Many people fail to consider second order effects. Offensive violent actions to address violent threat may seem like the natural solution, but a second order effect is often that it runs a wedge between the general population and those willing to use violence, shrinking the support. Another second order effect is that the other side will also use more violence and then the whole thing spirals into open weaponized conflict. A thing you should only provoke if you have the numbers, support and means to actually win it. So don't just scratch where it itches, think about the side effects and what psth it leads you down.

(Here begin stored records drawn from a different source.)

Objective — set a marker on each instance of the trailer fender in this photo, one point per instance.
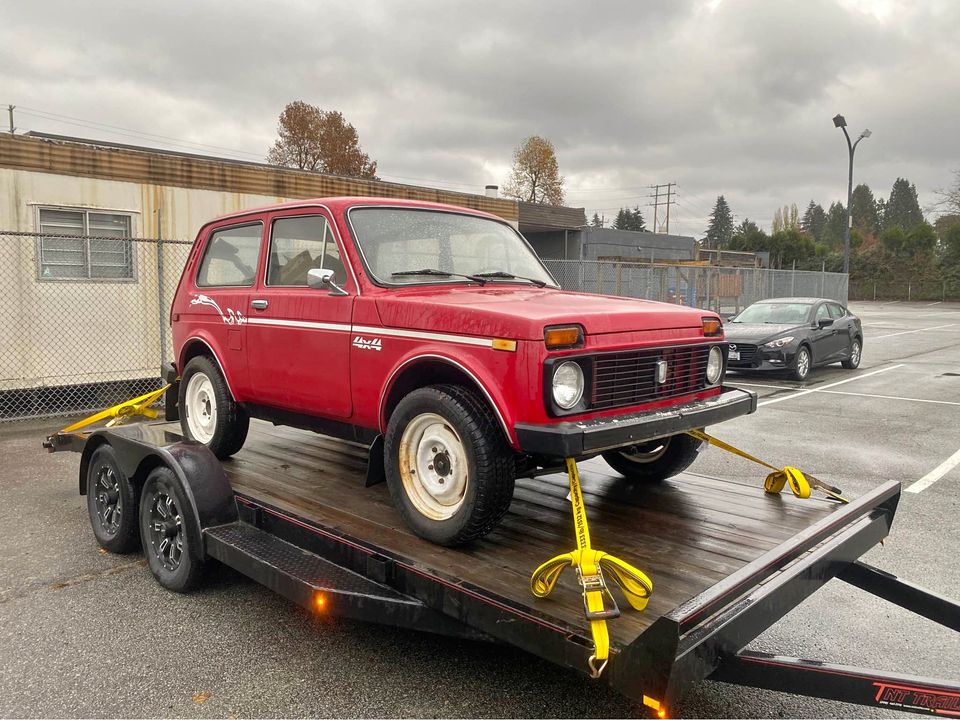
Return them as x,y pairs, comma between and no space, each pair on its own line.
196,467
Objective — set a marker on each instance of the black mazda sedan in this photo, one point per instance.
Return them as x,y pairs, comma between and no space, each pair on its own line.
794,335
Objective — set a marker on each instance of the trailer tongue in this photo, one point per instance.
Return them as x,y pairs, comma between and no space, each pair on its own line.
291,511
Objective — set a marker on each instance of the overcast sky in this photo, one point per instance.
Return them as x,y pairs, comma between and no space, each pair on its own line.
731,97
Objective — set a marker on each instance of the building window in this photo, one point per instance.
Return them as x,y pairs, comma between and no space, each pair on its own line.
84,248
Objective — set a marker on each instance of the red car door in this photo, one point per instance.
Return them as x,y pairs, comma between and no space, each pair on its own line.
216,310
298,337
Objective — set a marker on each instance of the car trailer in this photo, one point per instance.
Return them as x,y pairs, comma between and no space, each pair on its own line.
292,511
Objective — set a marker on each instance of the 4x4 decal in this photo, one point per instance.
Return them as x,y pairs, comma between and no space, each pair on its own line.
363,344
231,318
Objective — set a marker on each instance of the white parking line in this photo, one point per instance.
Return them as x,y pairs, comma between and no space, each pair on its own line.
938,472
825,387
842,392
907,332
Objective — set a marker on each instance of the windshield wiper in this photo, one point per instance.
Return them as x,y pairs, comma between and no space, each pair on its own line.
438,273
511,276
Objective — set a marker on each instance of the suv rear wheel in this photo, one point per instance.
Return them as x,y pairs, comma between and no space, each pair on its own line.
449,468
656,460
208,412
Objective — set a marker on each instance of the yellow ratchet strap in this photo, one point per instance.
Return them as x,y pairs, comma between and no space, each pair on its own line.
598,603
123,411
800,482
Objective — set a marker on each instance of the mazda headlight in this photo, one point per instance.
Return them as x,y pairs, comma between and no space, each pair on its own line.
714,365
567,385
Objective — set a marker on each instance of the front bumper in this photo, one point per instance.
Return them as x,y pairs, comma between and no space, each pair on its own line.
575,439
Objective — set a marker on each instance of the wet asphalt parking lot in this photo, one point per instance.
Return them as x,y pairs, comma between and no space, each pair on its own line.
86,634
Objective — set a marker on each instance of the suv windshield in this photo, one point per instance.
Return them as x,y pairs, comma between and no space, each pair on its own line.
398,242
777,313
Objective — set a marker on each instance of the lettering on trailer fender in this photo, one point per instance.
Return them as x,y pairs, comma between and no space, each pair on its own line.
362,343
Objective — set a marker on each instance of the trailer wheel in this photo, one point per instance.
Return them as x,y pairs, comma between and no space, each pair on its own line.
656,460
208,412
111,503
449,469
165,515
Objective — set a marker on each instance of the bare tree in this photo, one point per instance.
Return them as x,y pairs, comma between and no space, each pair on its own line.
535,176
320,140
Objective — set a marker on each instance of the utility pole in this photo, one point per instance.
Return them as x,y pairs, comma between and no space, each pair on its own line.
669,195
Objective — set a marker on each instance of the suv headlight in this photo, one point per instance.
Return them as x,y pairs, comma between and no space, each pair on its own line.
567,384
714,365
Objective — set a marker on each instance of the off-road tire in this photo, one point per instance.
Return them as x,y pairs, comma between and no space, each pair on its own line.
490,463
680,452
162,481
232,420
111,503
853,362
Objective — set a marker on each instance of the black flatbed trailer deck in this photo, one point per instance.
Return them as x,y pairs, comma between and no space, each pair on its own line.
726,559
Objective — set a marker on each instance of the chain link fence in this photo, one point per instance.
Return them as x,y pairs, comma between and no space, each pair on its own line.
907,290
722,289
85,322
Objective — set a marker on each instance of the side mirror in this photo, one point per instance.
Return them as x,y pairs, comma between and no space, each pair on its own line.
322,279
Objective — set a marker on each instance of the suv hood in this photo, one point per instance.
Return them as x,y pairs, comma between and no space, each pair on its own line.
521,313
757,333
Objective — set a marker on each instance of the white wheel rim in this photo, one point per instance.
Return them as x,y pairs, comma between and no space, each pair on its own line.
433,466
201,408
656,451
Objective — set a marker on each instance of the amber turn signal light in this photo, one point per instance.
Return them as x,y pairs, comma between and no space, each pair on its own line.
565,336
712,327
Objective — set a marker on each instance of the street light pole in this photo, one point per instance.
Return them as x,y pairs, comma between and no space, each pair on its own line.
840,122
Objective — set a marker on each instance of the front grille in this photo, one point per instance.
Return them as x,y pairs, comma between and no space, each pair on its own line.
629,378
748,353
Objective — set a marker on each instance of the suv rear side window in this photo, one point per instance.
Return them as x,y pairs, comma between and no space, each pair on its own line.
230,258
301,244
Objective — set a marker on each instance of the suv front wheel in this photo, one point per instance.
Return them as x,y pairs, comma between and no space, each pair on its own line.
448,465
208,412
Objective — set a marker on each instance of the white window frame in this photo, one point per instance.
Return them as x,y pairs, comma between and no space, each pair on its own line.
86,211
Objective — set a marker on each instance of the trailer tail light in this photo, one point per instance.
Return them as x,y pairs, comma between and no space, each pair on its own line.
563,336
712,327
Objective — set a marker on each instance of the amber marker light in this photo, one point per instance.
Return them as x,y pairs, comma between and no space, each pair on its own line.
712,327
564,336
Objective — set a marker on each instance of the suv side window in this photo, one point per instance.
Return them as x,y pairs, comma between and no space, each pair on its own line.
298,245
230,258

Non-violent opposition hinges on the fact thst many of the second order effects are positive. The non-violent side has usually more sympathies within the population, non-violent opposition can be really easy to get into, it could be as simple as a mail man strategically losing a letter, a sysadmin accidentally leaving a api exposed, a wine-mom building networks with others to keep open tabs on the neighbourhood, a peint shop not forgetting who printed a certain flyer when the state authorities show up and so on. Wherever you are, there is probably a way to resist. And if there are enough people normal operations of the regime become hard to sustain.